Bioethics Defense Fund President Nikolas T. Nikas said the announcement "marks a new and decisive step toward turning human reproduction into a manufacturing process."
He said the new report highlights the necessity of state and federal legislation banning the creation of cloned human embryos for any purpose.
"The creation of human embryos for the purpose of exploitation as raw material for lab experiments is grossly immoral and a blatant violation of human dignity," he added.
Richard Doerflinger of the U.S. Conference of Catholic Bishops also raised social concerns about the mass production of developing human lives for the purpose of destruction.
Furthermore, he pointed out that the study "does not show that a viable or normal embryonic stem cell line can be derived this way, or that any such cell has 'therapeutic' value."
The significance of cloned human embryos lies in their potential to create embryonic stem cell lines, which are prized by scientists who hope the stem cells could be used toward producing personalized replacement stem cells to treat diseases. The team at Stemagen, however, did not harvest the stem cells from the cloned embryos, leaving many scientists short of being impressed with the research.
Also, some scientists said the research left many questions to be answered including whether the embryos were actually healthy enough to be viable when implanted in a womb.
"I'd really like to believe it, but I'm not sold yet," said Robert Lanza of Advanced Cell Technology to The Washington Post.
Despite marketing the potential of embryonic stem cells, scientists have yet to use them in the treatment of any diseases in human beings.
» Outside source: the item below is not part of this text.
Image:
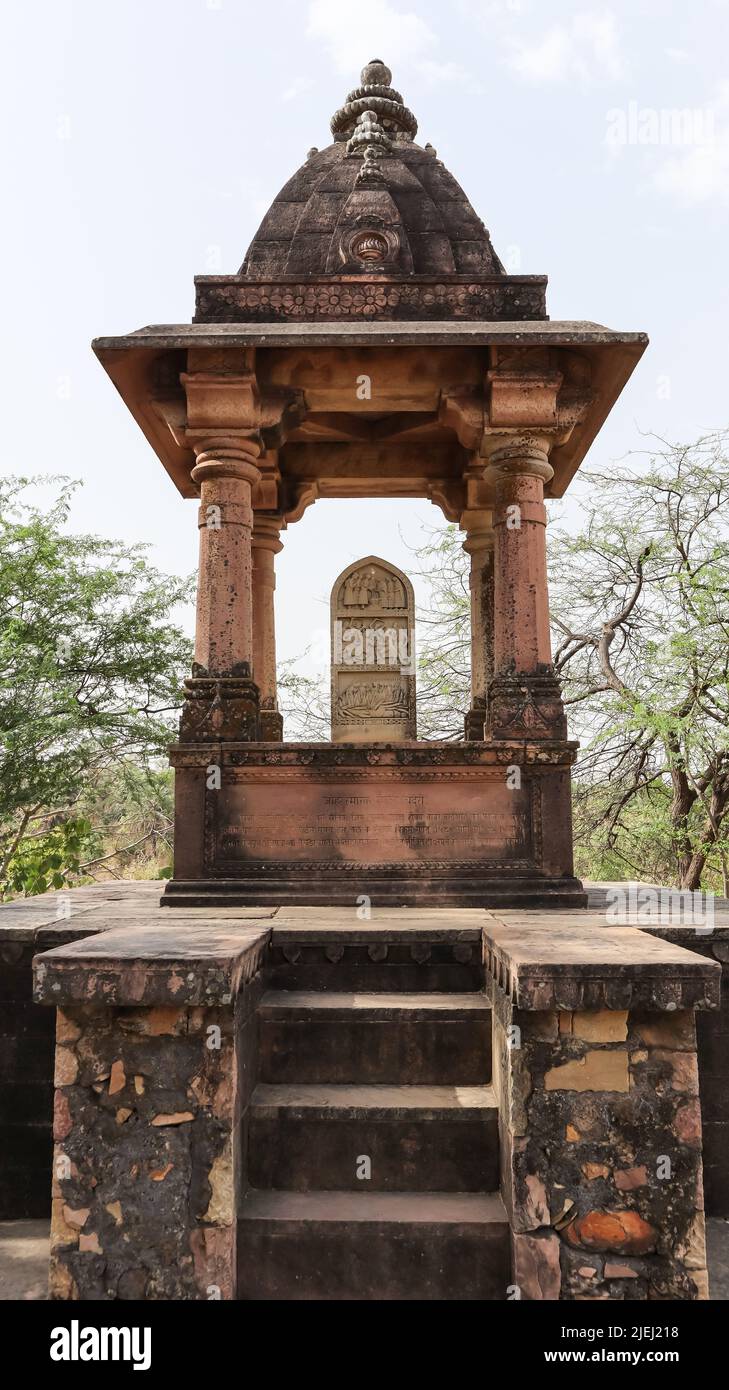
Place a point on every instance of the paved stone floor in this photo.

Studies showed that lab animals which were subjected to treatment derived from embryonic stem cells developed tumors.
On the other hand, the use of stem cells from non-embryonic sources – such as umbilical cord blood, placentas, fat and bone marrow – has produced treatments for at least 73 human ailments, according to Do No Harm, a coalition promoting ethics in research.
Pro-life advocates say embryonic stem cell research is unnecessary in light of the numerous success stories for treatment derived from adult stem cells. They also object to embryonic stem cell research as a waste of taxpayers money and the exploitation of women for their eggs.
The clones were made using a method called somatic cell nuclear transfer (SCNT), the same cloning technique used to clone Dolly the sheep.
A few months ago, supporters of non-embryonic alternatives were encouraged to hear that the scientist who cloned Dolly had abandoned the SCNT technique to pursue research that converted adult skin cells in human beings into the functional equivalent of embryonic stem cells. Scientists in Wisconsin and Japan reported in November that they used a technique called "somatic cell reprogramming."
The development was hailed by pro-life advocates as a breakthrough method to develop embryonic-like stem cells without the destruction of embryos.
That celebration was short-lived, however, when Children of God for Life, reported that the researchers had used cells from aborted fetal cell lines to produce a virus to reprogram the adult cells into embryonic-like stem cells.
C. Ben Mitchell, director of the Center for Bioethics and Human Dignity in suburban Chicago and a consultant for the Ethics & Religious Liberty Commission, said there is a line science should never cross.
"The principle is clear: Science should never perform an evil act – or contribute to evil acts – in order to achieve good ends. So, deriving therapies from electively aborted fetuses ethically taints the discovery," he said in a Baptist Press report.
"Science that serves the common good must take the moral high ground and resist complicity with evil."